At the dawn of time, God looked upon his creation, including a guy named Adam, and said, “It is not good for the man to be alone. I will make a helper suitable for him” (Genesis 2:18). This suggests a number of jokes like “God created women because he knew men by themselves would make a wreckage of things.” If you look around, that joke isn’t far off the mark.
Really, though, God created men and women for companionship, first with himself, and second with one another. Notice that God’s observation began with “It is not good for the man to be alone.” Being alone can be productive if you get more work done, relaxing without distractions, or simply enjoyable if you spend the time reflecting on whatever seems interesting. But being alone too long or too often can also be lonely or depressing.
Companionship matters because God created us to be companionable people. We’re individuals, but we work best in community. Aristotle was a smart man, but he only got it half right when he said, “Man is a social animal.” Human beings are not animals, but we are social.
Companionship is key to successful marriage and it’s always a great story to read about a couple that’s lived in holy and happy matrimony for more than sixty years. Husbands and wives, rightly matched, balance, reinforce, hold accountable, encourage, and complete one another. When it works as God intended it’s a great thing to experience and to watch.
But some people aren’t and maybe don’t want to be married. They’ve chosen a single person’s life and there’s nothing in Scripture that suggests this is anything other than a different choice or calling. It presents its own challenges and advantages. In terms of challenges, needed companionship must come from someone other than a spouse.
Obviously, there’s nothing wrong, per se, with being alone or choosing to live alone. A lot of people live alone for their own reasons or for a time and do so in a healthy manner. More power to them and may they be blessed with many friends.
It’s still rather interesting, though, to note that when you hear media describe someone as “a loner” it’s generally not a good thing. “Loners” can be so idiosyncratic they turn into hermits, recluses, or troglodytes. Howard Hughes, talented and rich though he was, became increasingly neurotic in his withdrawal from others, so his life didn’t end well or happy. “Loners” in this negative sense bring visions of the Unabomber. Companionship might have saved both men from ignominy.
Friends matter whether a person is married or single. Good friends are more difficult to find than one might imagine, and as one grows older, they’re sometimes even more difficult to find. But finding friends is usually possible and always necessary.
Companions must be carefully chosen. In Proverbs, Solomon repeated this refrain often: “A man of many companions may come to ruin, but there is a friend who sticks closer than a brother” (18:24). Real companions are loyal to not just you but to truth and your best interest: “A friend loves at all times and a brother is born of adversity” (17:17) and “Wounds from a friend can be trusted” (27:6). Who our companions are says a lot about us, and who we are attracts companions of a similar worldview, character, and vision: “He who walks with the wise, grows wise, but a companion of fools suffers harm” (13:20). Worthy people seek worthy companions.

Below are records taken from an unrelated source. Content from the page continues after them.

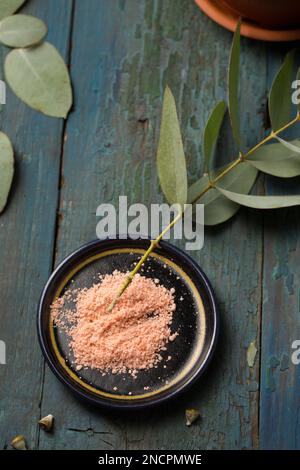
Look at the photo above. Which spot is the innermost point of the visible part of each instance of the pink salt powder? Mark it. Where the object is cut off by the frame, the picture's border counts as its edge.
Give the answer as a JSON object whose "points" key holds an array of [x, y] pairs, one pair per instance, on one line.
{"points": [[127, 339]]}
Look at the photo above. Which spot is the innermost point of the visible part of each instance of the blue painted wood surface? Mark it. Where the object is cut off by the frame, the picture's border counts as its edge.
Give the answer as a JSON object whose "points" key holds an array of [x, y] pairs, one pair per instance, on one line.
{"points": [[121, 55]]}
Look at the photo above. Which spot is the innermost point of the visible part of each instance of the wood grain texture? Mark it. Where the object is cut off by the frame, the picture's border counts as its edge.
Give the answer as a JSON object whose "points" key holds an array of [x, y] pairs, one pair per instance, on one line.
{"points": [[123, 54], [26, 239], [280, 378]]}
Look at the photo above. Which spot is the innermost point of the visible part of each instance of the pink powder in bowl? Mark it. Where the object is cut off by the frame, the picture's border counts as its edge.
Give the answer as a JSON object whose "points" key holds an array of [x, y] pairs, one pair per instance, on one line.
{"points": [[129, 338]]}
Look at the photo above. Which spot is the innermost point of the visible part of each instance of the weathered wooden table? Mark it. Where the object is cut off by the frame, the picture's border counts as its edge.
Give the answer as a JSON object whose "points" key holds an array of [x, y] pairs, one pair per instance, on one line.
{"points": [[121, 54]]}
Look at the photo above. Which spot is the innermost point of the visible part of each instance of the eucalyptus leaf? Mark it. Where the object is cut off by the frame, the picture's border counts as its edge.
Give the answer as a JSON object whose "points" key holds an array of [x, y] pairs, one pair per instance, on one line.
{"points": [[288, 145], [22, 30], [260, 202], [171, 164], [6, 168], [233, 84], [280, 102], [40, 78], [218, 208], [277, 160], [8, 7], [298, 79], [211, 132]]}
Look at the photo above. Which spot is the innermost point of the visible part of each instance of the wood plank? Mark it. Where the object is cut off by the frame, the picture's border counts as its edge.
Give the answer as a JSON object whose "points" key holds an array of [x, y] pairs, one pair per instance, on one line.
{"points": [[280, 378], [26, 238], [123, 54]]}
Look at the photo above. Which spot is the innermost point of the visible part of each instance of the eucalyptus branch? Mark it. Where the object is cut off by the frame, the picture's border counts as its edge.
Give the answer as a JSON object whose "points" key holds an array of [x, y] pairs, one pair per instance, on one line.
{"points": [[154, 243], [243, 157]]}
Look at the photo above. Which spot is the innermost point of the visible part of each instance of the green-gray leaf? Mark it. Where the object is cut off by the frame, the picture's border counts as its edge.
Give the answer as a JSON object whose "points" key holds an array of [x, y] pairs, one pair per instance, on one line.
{"points": [[233, 85], [211, 132], [218, 208], [40, 78], [8, 7], [6, 168], [261, 202], [171, 163], [277, 160], [288, 145], [280, 103], [22, 30]]}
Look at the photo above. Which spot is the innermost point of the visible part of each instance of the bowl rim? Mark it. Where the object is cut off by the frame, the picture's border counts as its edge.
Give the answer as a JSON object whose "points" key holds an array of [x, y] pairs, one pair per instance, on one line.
{"points": [[157, 400]]}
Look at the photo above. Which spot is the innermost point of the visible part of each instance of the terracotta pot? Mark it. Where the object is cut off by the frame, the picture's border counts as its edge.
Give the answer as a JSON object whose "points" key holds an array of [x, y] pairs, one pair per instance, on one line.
{"points": [[274, 13]]}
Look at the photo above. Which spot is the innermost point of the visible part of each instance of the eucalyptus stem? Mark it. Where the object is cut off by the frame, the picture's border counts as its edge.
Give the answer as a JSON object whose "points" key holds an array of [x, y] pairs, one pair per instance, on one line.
{"points": [[243, 157], [154, 243]]}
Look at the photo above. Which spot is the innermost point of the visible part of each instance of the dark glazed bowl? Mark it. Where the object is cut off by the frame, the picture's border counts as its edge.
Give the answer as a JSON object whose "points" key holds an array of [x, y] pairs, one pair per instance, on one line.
{"points": [[196, 319]]}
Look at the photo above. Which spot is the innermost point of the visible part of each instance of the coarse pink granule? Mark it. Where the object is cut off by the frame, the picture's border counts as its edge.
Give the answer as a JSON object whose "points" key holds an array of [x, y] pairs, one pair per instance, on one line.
{"points": [[127, 339]]}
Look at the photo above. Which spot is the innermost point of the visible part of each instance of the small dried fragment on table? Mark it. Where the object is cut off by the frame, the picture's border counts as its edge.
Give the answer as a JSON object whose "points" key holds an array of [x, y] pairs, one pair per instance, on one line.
{"points": [[191, 415], [46, 423], [19, 443]]}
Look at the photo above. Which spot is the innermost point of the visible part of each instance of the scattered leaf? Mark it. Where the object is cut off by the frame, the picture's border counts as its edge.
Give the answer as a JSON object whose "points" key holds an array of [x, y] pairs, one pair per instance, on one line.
{"points": [[8, 7], [233, 84], [211, 132], [251, 354], [19, 443], [261, 202], [280, 102], [276, 160], [191, 415], [40, 78], [218, 208], [6, 168], [22, 30], [171, 163]]}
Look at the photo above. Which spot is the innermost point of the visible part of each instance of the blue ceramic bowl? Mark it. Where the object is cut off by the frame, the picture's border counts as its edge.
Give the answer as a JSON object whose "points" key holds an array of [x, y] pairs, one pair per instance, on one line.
{"points": [[196, 319]]}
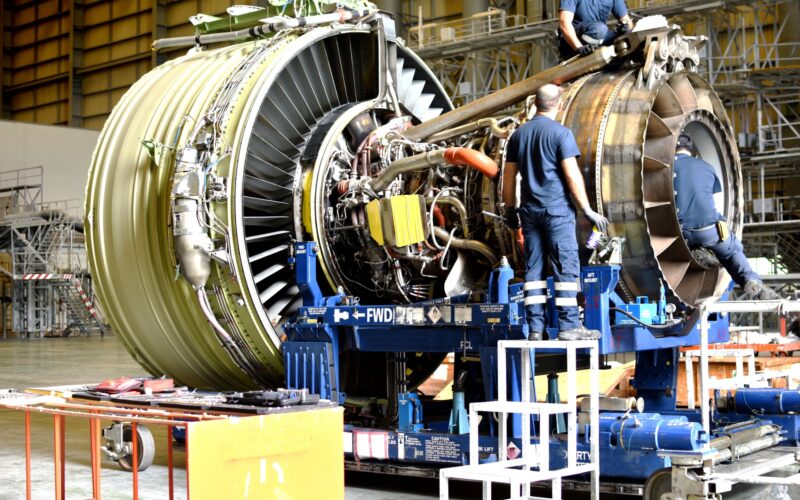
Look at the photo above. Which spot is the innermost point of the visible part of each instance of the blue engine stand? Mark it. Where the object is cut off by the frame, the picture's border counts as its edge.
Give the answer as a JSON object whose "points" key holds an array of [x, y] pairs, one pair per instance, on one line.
{"points": [[326, 326]]}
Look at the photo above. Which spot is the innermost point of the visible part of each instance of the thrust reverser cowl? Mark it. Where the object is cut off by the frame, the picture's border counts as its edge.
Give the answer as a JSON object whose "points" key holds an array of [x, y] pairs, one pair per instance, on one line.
{"points": [[269, 98], [219, 160]]}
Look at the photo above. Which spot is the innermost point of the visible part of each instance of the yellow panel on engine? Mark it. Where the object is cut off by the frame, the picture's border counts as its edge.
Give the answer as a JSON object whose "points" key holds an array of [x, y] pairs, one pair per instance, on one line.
{"points": [[375, 222], [404, 220], [398, 221]]}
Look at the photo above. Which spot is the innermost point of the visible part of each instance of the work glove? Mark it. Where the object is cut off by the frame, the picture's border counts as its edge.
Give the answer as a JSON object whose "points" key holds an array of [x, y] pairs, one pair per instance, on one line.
{"points": [[600, 222], [587, 49], [511, 218]]}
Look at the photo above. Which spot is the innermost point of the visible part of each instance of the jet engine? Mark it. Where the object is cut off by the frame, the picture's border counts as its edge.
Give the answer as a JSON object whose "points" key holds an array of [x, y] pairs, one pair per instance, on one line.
{"points": [[213, 164]]}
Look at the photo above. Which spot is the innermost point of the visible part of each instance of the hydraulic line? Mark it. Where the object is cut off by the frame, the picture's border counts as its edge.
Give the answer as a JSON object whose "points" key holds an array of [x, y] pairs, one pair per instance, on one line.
{"points": [[475, 245], [453, 156]]}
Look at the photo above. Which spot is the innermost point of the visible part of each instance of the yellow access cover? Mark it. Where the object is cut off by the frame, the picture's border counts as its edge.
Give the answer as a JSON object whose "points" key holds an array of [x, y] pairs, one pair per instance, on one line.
{"points": [[374, 221], [406, 218]]}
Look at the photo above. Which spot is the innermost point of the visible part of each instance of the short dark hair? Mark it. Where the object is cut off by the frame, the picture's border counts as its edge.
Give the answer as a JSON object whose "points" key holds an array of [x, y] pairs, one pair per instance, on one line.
{"points": [[547, 98]]}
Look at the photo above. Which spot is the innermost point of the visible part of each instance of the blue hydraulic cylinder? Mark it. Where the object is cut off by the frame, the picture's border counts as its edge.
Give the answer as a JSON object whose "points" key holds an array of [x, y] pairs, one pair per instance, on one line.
{"points": [[459, 419], [498, 282], [765, 400], [598, 284], [409, 412], [652, 431]]}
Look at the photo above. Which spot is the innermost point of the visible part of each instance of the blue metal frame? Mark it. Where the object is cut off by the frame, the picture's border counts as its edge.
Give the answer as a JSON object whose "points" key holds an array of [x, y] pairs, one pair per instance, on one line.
{"points": [[325, 326]]}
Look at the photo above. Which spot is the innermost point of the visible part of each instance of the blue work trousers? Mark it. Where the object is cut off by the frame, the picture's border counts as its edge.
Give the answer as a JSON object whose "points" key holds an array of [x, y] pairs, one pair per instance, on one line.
{"points": [[550, 232], [595, 32], [729, 253]]}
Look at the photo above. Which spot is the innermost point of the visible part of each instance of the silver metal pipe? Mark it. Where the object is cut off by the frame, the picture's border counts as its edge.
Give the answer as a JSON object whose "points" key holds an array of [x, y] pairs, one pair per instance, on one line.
{"points": [[455, 203], [491, 123], [409, 164], [496, 101], [475, 245], [748, 448], [270, 25]]}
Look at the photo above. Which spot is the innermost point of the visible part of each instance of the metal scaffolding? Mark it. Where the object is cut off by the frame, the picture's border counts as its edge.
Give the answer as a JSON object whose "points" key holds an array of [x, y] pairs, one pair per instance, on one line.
{"points": [[51, 289], [749, 59]]}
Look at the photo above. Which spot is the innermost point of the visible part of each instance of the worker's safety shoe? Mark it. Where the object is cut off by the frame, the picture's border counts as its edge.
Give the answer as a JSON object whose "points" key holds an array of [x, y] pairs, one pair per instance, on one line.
{"points": [[755, 290], [580, 333], [535, 336]]}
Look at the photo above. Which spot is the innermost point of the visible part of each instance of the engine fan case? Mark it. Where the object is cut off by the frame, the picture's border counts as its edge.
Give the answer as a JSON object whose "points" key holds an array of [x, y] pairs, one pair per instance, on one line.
{"points": [[271, 94]]}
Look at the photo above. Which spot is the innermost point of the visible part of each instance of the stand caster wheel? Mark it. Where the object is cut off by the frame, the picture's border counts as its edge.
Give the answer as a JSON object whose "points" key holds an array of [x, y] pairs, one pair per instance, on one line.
{"points": [[659, 483], [119, 446]]}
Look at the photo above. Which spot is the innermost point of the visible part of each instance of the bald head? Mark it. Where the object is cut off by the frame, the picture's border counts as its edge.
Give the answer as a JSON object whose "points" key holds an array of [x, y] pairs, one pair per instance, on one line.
{"points": [[547, 97]]}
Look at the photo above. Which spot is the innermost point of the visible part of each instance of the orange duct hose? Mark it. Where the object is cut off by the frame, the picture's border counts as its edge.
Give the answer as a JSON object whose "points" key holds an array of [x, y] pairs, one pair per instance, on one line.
{"points": [[439, 216], [471, 158]]}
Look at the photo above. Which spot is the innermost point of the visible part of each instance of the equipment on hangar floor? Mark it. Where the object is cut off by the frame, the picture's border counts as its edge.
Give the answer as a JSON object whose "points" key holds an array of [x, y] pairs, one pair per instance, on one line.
{"points": [[245, 169]]}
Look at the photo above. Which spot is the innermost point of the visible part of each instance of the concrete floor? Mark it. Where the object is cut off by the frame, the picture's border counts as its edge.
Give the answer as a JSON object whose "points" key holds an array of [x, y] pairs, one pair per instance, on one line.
{"points": [[47, 362], [77, 360]]}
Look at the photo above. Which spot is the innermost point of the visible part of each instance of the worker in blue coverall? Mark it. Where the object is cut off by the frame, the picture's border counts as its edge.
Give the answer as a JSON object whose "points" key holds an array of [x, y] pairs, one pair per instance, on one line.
{"points": [[582, 25], [544, 152], [702, 225]]}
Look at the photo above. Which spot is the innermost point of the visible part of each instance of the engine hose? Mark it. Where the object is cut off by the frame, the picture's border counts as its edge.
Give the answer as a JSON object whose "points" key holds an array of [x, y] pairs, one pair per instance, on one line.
{"points": [[475, 245], [654, 327]]}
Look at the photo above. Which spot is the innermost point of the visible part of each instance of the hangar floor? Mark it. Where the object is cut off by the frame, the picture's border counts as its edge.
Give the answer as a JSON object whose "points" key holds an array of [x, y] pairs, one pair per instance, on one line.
{"points": [[46, 362]]}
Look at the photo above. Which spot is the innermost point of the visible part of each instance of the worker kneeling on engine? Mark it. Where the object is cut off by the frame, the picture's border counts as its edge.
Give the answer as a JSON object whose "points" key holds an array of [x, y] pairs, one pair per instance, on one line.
{"points": [[544, 152], [703, 226], [582, 25]]}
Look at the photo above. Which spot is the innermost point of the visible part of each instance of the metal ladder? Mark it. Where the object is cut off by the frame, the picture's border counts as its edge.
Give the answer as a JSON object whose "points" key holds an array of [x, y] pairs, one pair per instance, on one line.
{"points": [[534, 464], [80, 311]]}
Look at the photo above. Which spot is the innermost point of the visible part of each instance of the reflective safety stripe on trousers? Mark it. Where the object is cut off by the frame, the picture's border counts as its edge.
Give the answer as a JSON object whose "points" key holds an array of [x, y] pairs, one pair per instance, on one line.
{"points": [[566, 293], [535, 292]]}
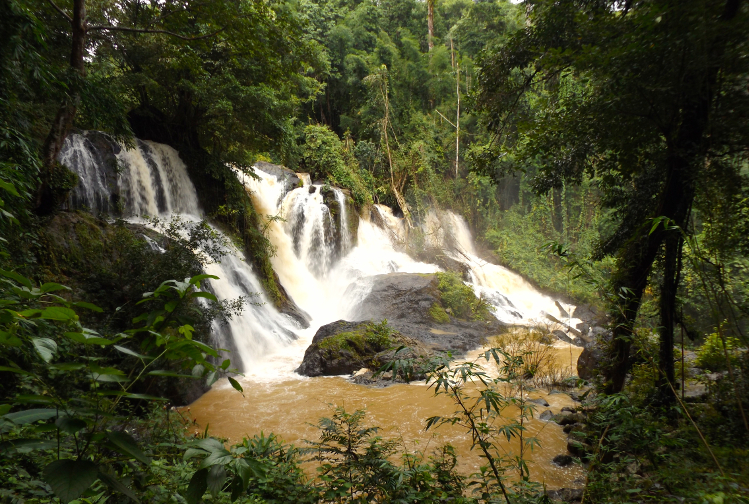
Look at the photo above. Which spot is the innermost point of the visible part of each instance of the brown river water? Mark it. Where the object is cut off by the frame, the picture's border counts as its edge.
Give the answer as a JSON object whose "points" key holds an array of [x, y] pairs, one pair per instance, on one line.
{"points": [[292, 407]]}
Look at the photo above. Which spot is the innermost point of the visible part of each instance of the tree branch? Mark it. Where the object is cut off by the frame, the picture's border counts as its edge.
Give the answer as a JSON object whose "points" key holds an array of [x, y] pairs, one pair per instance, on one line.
{"points": [[62, 12], [145, 30]]}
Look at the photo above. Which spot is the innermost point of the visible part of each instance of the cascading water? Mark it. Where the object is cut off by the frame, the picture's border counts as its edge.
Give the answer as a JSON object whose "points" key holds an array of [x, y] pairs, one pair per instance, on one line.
{"points": [[312, 264], [513, 299], [152, 180], [324, 265]]}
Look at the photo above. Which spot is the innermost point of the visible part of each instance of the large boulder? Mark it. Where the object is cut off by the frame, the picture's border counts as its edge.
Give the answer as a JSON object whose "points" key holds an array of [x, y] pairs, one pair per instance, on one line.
{"points": [[290, 179], [413, 305], [345, 347]]}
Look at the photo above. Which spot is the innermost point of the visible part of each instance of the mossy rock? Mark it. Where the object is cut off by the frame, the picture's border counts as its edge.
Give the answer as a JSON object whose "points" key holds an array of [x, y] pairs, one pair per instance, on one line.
{"points": [[344, 347]]}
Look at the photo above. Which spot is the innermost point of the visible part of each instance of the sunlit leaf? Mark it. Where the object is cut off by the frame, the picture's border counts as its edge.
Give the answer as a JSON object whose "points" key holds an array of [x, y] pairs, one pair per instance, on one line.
{"points": [[70, 478]]}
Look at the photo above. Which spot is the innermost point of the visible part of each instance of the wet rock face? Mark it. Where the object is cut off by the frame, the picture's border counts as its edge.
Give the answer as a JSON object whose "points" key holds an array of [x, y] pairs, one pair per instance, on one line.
{"points": [[589, 362], [345, 347], [411, 304]]}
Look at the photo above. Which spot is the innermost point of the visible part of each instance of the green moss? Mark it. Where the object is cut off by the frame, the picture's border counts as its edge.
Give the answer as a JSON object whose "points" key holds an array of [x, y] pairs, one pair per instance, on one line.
{"points": [[367, 336], [438, 314], [460, 298]]}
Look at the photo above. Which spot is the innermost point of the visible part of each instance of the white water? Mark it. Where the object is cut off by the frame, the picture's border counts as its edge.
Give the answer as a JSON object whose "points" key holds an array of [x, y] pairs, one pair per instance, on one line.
{"points": [[513, 299], [318, 264], [153, 182], [322, 283]]}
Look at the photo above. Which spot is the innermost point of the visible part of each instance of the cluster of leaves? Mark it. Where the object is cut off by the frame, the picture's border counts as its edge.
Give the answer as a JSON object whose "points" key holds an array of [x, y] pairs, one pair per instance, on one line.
{"points": [[459, 298], [85, 389], [326, 158]]}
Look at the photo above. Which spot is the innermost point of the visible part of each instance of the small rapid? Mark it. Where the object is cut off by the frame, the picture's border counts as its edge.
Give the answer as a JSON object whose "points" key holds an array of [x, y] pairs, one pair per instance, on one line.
{"points": [[150, 180], [324, 258]]}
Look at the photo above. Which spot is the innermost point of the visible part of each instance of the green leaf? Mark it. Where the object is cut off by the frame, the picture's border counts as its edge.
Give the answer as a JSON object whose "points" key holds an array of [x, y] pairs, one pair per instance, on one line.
{"points": [[58, 313], [52, 287], [33, 399], [193, 452], [237, 488], [204, 294], [117, 485], [18, 278], [126, 445], [67, 366], [15, 370], [45, 347], [197, 487], [87, 340], [26, 445], [70, 478], [88, 306], [162, 372], [30, 416], [8, 187], [9, 339], [215, 479], [235, 384], [221, 458], [198, 278], [145, 397], [130, 352], [70, 425], [210, 445]]}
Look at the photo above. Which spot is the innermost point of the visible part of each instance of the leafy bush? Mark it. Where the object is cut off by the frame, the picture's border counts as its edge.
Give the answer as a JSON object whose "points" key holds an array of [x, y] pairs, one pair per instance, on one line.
{"points": [[326, 158], [70, 394], [711, 354], [459, 298]]}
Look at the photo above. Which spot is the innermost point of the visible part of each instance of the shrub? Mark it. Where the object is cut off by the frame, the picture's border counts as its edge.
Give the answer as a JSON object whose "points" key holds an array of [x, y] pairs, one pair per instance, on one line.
{"points": [[326, 158], [460, 298], [711, 354]]}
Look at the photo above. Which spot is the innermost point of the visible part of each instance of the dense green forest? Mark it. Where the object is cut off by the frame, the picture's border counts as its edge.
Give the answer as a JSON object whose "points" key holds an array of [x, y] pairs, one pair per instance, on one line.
{"points": [[600, 148]]}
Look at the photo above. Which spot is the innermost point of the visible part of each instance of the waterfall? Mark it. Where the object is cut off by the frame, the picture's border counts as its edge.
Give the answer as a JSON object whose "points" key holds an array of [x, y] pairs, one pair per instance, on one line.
{"points": [[512, 298], [312, 265], [152, 180], [324, 265]]}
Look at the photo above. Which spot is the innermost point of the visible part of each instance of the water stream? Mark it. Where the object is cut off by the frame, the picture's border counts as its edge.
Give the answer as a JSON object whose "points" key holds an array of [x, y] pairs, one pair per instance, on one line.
{"points": [[324, 269]]}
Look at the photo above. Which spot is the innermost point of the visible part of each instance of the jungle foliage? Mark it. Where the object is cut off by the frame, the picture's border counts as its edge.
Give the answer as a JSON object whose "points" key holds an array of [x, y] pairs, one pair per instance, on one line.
{"points": [[598, 147]]}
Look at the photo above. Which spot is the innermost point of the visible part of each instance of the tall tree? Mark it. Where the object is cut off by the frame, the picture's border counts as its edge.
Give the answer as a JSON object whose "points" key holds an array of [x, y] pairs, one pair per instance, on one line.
{"points": [[644, 94]]}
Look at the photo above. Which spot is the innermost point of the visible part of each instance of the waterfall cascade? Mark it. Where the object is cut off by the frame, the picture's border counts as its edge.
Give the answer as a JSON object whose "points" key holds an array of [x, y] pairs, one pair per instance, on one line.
{"points": [[319, 263], [152, 181]]}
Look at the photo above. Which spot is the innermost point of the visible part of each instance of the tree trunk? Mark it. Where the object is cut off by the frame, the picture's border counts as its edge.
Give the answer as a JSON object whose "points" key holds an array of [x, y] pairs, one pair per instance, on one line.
{"points": [[45, 197], [457, 115], [430, 24], [636, 257], [557, 217]]}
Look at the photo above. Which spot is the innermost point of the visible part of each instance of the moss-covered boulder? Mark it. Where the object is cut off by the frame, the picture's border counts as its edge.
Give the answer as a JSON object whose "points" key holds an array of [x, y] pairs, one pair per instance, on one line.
{"points": [[443, 315], [345, 347]]}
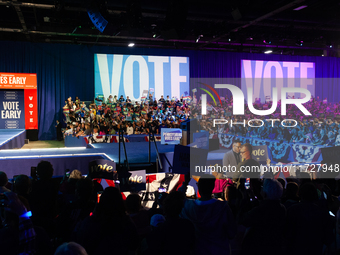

Companionship can be developed, and in a healthy way, with animals. People who own pets typically live longer. Pets brought into nursing homes can reinforce the wellbeing of the people who live there. Many true stories are told of pets that in their animal instinct and loyalty reached heights of heroism and nobility on behalf of distressed human masters.
Companionship is sometimes best appreciated when it’s not available, i.e., “Absence makes the heart grow fonder.” Or, “I miss you.”
But companionship is also a warm and precious thing to appreciate when it is available. When a friend stops in unexpectedly. When a pet bounds to the door at the end of a stressful day. When a loved one passes and others sit with you in silent support. When the arrival of grandkids is given away by the noise of their excited chatter, as in “The Marines, er, the grandkids have landed.” When the beloved spouse sits or works quietly nearby. When the Spirit of God communes with your needy heart.
If more people experienced true companionship the world would be a more pleasant place. God grant us more companionship.